In der Gesamtschau liegen derzeit also auch keine Belege dafür vor, dass GFL das Textverständnis bedeutsam einschränkt.

Kritische bzw. offene Punkte

  • Die empirisch ermittelten Effekte von GM und GFL reflektieren letztlich Wahrscheinlichkeiten: Genauso wenig, wie das GM in puncto Gleichstellung immer "versagt", kann die GFL stets erfolgreich sein. Entsprechend treten nicht in allen Studien und unter allen Bedingungen und bei allen Personen immer alle Effekte auf (vgl. [8, 25]). Weitere Forschung ist nötig, um die Wirksamkeit und Verständlichkeit von GFL in unterschiedlichen Kontexten und Personengruppen weiter abzusichern. In dieser Hinsicht sollten auch folgende potenzielle Einflussfaktoren noch mehr als bisher berücksichtigt werden: kognitive Fähigkeiten, Alter, Bildungsniveau, Muttersprache (ja/nein).

  • GFL kann im Einzelfall dazu führen, dass der reale Anteil von Frauen in Bezugsgruppen überschätzt wird (vgl. [11]).

  • Bestimmte GFL-Formen, z. B. Schrägstrichvarianten [25], werden in vielen Studien ästhetisch als schlechter bewertet als die GM-Form. Dass sich das mit zunehmender Exposition ändern könnte, ist kognitionspsychologisch sehr plausibel (vgl. [9, 28]), aber nicht garantiert.

  • Eine der derzeit beliebtesten GFL- Varianten, das Gendersternchen, wurde in bisherigen Studien noch nicht berücksichtigt. Extrapoliert man die verfügbaren Daten, ist es unwahrscheinlich, dass diese GFL-Variante systematisch weniger wirksam ist als bereits untersuchte. So oder so sind aber Studien dazu nötig.

  • Mit Ausnahme von Paarform und Neutralisierung ist GFL eine Herausforderung für Menschen mit Sehbeeinträchtigungen, weil Screenreader diese (noch) nicht adäquat vorlesen können.

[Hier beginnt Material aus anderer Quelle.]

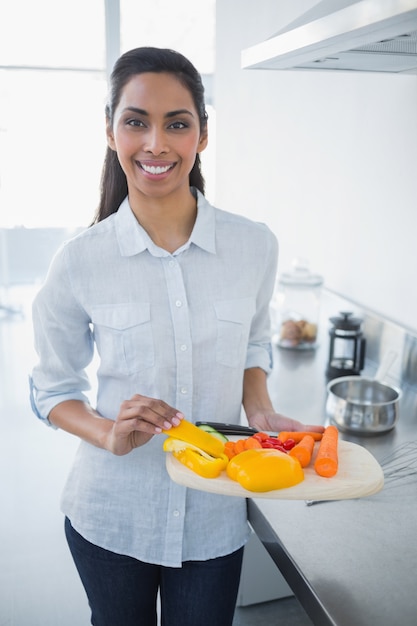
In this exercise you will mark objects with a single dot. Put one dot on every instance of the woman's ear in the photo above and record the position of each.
(110, 136)
(202, 144)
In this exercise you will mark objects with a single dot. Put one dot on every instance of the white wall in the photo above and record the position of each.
(328, 160)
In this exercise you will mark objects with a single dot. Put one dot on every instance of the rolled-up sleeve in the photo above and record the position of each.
(63, 342)
(259, 352)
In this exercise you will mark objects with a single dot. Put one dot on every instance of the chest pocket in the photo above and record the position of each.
(124, 339)
(233, 325)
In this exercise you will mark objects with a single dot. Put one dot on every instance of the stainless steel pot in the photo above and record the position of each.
(363, 406)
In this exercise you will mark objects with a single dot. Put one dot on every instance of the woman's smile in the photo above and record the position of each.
(156, 169)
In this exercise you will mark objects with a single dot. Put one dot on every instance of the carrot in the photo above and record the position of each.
(298, 435)
(303, 450)
(326, 463)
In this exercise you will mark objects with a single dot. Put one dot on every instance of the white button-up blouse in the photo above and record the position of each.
(181, 327)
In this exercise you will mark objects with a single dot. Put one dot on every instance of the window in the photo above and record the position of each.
(53, 90)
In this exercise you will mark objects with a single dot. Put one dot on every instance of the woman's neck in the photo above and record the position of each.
(168, 221)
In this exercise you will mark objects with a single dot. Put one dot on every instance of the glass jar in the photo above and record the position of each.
(295, 308)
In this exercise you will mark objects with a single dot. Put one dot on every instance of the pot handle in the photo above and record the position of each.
(362, 347)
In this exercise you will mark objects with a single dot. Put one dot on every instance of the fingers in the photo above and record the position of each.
(149, 414)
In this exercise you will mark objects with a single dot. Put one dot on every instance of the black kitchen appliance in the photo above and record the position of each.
(347, 346)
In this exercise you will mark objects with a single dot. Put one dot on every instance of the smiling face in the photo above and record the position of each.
(156, 134)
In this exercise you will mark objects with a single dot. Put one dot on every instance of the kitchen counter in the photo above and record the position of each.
(351, 561)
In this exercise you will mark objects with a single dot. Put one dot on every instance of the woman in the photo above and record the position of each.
(174, 295)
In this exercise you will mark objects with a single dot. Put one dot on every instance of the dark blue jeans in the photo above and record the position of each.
(122, 591)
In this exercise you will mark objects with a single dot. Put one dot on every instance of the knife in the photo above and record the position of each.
(230, 429)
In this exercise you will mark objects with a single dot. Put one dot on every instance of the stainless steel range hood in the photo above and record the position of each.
(361, 35)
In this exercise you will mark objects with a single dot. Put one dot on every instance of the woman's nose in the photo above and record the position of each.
(155, 142)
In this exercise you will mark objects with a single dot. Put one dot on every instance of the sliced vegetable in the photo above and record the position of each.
(326, 463)
(201, 465)
(186, 431)
(212, 431)
(264, 470)
(298, 435)
(303, 451)
(195, 458)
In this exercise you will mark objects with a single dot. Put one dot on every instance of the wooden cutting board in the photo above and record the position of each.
(359, 475)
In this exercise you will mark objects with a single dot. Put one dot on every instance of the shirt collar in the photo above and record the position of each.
(133, 239)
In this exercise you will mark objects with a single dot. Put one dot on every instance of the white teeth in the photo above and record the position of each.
(155, 169)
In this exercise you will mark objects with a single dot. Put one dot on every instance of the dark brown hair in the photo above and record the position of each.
(113, 188)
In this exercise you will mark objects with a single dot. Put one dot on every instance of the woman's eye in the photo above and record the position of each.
(135, 123)
(178, 125)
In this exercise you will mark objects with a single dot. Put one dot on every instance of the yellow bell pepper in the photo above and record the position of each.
(200, 464)
(186, 431)
(195, 458)
(265, 470)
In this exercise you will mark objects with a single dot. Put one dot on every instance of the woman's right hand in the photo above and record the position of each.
(139, 419)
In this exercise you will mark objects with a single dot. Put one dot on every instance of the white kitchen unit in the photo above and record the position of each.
(261, 580)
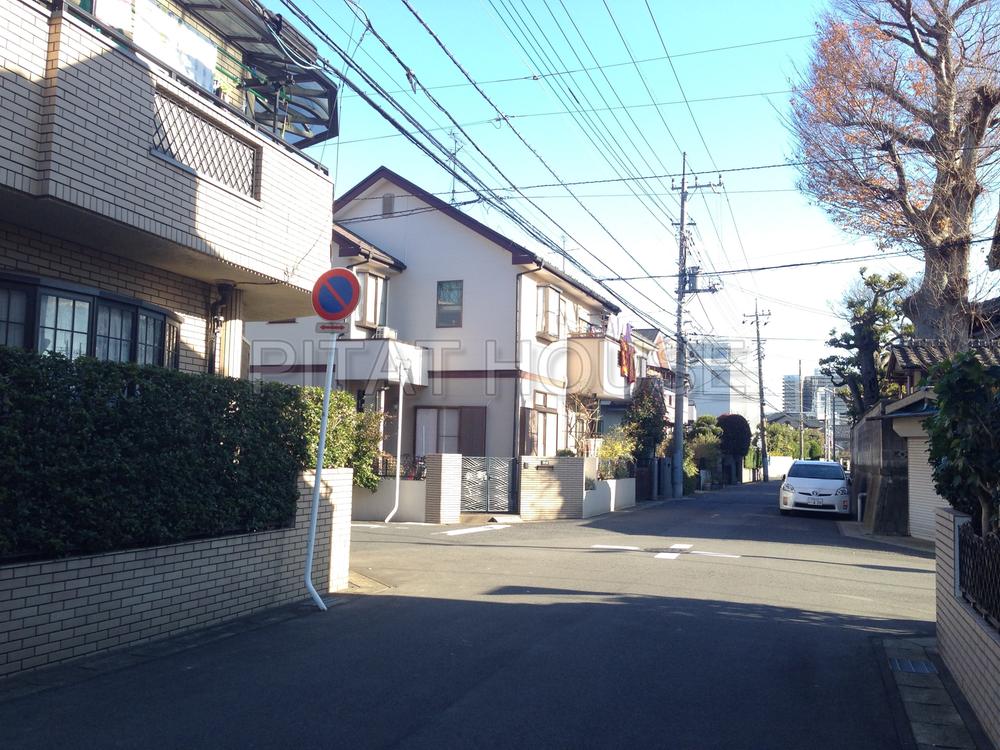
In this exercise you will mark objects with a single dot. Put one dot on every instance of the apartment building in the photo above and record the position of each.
(153, 192)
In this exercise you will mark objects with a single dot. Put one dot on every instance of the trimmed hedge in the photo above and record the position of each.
(98, 456)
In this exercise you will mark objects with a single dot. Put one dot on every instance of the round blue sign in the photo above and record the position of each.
(336, 294)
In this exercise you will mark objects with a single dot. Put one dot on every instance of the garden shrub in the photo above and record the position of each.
(99, 456)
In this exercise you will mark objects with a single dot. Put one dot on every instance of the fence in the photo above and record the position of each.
(979, 572)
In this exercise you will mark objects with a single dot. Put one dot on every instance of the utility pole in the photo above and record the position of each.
(686, 284)
(757, 315)
(802, 426)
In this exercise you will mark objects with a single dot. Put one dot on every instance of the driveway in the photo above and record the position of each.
(703, 623)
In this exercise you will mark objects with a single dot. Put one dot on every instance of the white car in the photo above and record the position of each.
(818, 486)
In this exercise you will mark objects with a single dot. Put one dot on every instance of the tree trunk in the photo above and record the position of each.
(939, 309)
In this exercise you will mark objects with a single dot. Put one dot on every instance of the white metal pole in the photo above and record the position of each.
(399, 442)
(314, 514)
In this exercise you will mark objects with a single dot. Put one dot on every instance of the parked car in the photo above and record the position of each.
(818, 486)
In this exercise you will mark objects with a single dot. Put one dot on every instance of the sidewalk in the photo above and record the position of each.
(929, 710)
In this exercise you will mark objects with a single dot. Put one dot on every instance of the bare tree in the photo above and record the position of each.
(896, 133)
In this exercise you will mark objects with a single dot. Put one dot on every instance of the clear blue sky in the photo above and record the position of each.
(738, 96)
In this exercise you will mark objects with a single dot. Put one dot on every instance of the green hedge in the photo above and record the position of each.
(98, 456)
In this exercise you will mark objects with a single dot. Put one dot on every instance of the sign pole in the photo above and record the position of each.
(335, 296)
(320, 450)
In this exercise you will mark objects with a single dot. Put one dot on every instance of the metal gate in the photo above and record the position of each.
(488, 485)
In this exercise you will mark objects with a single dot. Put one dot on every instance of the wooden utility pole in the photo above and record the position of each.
(757, 315)
(687, 283)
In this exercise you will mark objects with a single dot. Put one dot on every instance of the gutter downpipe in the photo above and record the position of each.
(517, 356)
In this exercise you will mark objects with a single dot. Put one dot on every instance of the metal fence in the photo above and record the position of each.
(979, 572)
(410, 467)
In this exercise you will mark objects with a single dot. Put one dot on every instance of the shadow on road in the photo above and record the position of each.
(519, 667)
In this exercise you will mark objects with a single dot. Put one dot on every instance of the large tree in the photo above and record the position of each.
(896, 136)
(872, 309)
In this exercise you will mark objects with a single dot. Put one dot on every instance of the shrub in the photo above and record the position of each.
(964, 438)
(99, 456)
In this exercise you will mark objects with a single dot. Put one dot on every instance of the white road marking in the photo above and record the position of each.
(713, 554)
(474, 529)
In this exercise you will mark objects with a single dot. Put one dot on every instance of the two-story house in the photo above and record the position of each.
(497, 339)
(153, 194)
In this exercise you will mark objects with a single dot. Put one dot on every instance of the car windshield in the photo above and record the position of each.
(816, 471)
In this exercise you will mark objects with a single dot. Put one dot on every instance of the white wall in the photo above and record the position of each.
(375, 506)
(609, 495)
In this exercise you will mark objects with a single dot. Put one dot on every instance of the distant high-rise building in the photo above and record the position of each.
(790, 394)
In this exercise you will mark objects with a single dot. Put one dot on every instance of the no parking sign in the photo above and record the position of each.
(336, 293)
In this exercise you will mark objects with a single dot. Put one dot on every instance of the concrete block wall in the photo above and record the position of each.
(25, 251)
(94, 150)
(969, 646)
(551, 488)
(61, 609)
(443, 488)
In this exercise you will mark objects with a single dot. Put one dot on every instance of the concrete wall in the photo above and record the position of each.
(551, 488)
(375, 506)
(609, 495)
(969, 646)
(60, 609)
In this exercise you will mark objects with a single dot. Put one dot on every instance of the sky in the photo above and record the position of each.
(734, 62)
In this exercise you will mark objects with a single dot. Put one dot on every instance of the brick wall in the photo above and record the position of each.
(443, 488)
(78, 126)
(551, 488)
(61, 609)
(968, 645)
(23, 40)
(28, 252)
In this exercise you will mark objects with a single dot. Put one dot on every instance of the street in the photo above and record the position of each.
(710, 622)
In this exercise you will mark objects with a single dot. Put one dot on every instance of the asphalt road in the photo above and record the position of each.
(548, 635)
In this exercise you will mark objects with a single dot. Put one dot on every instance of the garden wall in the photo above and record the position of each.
(969, 646)
(61, 609)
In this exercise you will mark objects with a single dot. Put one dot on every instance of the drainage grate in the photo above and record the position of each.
(914, 666)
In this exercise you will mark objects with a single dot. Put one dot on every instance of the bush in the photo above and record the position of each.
(99, 456)
(964, 438)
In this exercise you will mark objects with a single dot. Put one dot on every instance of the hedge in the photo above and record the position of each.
(98, 456)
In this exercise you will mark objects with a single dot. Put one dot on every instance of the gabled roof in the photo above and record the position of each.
(352, 245)
(923, 354)
(520, 255)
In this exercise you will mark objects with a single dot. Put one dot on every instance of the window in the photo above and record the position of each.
(449, 304)
(113, 339)
(13, 316)
(551, 310)
(542, 426)
(64, 324)
(150, 340)
(59, 317)
(373, 299)
(452, 429)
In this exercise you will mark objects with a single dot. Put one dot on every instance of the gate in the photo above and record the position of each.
(488, 485)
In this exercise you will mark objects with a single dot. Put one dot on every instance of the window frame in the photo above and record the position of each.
(36, 287)
(460, 304)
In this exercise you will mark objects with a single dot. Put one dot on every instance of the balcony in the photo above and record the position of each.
(381, 361)
(165, 160)
(592, 368)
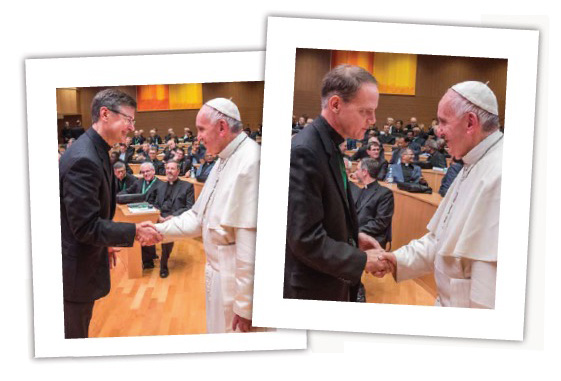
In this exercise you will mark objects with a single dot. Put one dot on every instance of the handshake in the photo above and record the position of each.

  • Es liegen noch keine Befunde zur gesprochenen GFL vor (auch dort gibt es diverse Varianten).

Fazit für die Praxis

Unnötig, unwirksam, unverständlich - empirisch lassen sich diese Hauptkritikpunkte an der GFL gegenwärtig nicht belegen. Vielmehr kann GFL die kognitive Inklusion von Frauen und nichtbinären Personen erhöhen, die sonst durch das GM im Vergleich zu Männern weniger gut repräsentiert werden; auch kompromittiert GFL nicht grundsätzlich das Textverständnis.

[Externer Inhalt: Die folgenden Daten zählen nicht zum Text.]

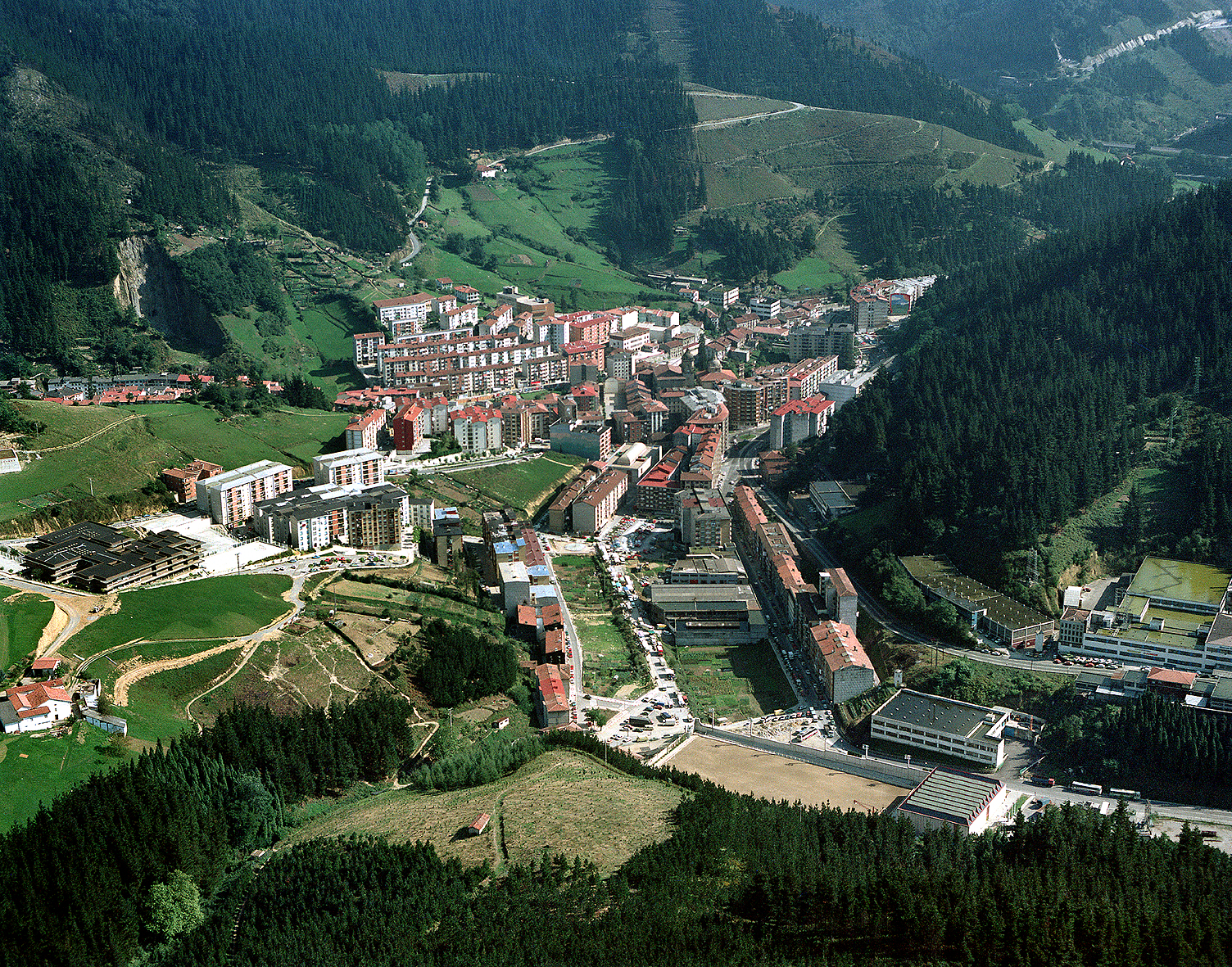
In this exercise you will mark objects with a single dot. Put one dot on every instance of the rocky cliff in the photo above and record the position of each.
(151, 282)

Welche GFL-Form die bestmögliche ist (und, ob es eine einzige für alle Kontexte überhaupt geben kann), ist unter empirischen Gesichtspunkten derzeit unklar. Ein pragmatischer Umgang mit dieser "Datenlücke" könnte darin bestehen, unterschiedliche GFL-Formen zu mischen. Dafür spricht zudem, dass auch grammatisch geschlechterneutrale Begriffe mitunter einen mBias auslösen, weswegen die Neutralisierung als alleinige GFL-Strategie möglicherweise weniger effektiv sein könnte (vgl. [20]).